If you’ve never been to Yosemite National Park you should go. I’ve been there several times and each visit takes me to a place of wonder and awe.
The National Park Service puts it this way on their website.
“Not just a great Valley...
but a shrine to human foresight, strength of granite, power of glaciers, the persistence of life, and the tranquility of the High Sierra.”
Yosemite has a special history to it. It was discovered by a group of white men chasing Indians in the High Sierras of California.
The men were on a killing mission. They were hunting some Indians whom they thought raided a gold miner outpost. No white man had ever been inside the distant valley from Sacramento until this posse urged their horses up and into the high valley.

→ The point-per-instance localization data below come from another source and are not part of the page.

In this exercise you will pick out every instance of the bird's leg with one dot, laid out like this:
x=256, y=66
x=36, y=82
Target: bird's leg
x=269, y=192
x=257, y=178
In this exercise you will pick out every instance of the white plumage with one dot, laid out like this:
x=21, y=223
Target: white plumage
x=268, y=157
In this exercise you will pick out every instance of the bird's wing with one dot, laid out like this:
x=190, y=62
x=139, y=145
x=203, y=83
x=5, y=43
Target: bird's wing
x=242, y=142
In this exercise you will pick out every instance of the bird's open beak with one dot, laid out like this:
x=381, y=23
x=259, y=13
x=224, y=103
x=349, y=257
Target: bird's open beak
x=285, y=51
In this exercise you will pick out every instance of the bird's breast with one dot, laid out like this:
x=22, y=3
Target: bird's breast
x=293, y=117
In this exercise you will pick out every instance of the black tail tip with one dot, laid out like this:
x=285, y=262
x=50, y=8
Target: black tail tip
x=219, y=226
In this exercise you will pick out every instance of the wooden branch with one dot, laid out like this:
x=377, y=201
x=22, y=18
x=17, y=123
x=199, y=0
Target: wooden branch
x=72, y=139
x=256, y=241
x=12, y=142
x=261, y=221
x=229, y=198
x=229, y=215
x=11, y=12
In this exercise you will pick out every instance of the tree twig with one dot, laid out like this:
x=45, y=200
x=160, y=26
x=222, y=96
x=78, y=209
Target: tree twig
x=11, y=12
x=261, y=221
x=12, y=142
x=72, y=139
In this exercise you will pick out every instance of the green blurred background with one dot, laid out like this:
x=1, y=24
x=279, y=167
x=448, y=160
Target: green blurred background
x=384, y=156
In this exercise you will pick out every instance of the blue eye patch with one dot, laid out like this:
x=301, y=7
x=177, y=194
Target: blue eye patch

But once inside the valley, when they saw the vistas with the falls, and what we now call Half dome and El Capitan, their anger abated and man for man they were mesmerized by nature's grace.
Around a campfire on a cold and snowy night, one of the hunting party, Dr. Lafayette Brunnell suggested the place be named as a memorial to the Indians they were trying to kill.
The Uzumatee.
In time the name changed a little, but it is the origin of the name of the park today. Uzumatee became Yosemite.
The real name of the Indians, who had not raided the miner’s outpost, was Ahwahneechee. The tribe had inhabited the valley floor for thousands of years. Today there is a stately old log hotel on the valley floor of Yosemite called the Ahwahnee lodge.
Yosemite is a place where the human spirit embraces the grandeur of nature and sees that they are one.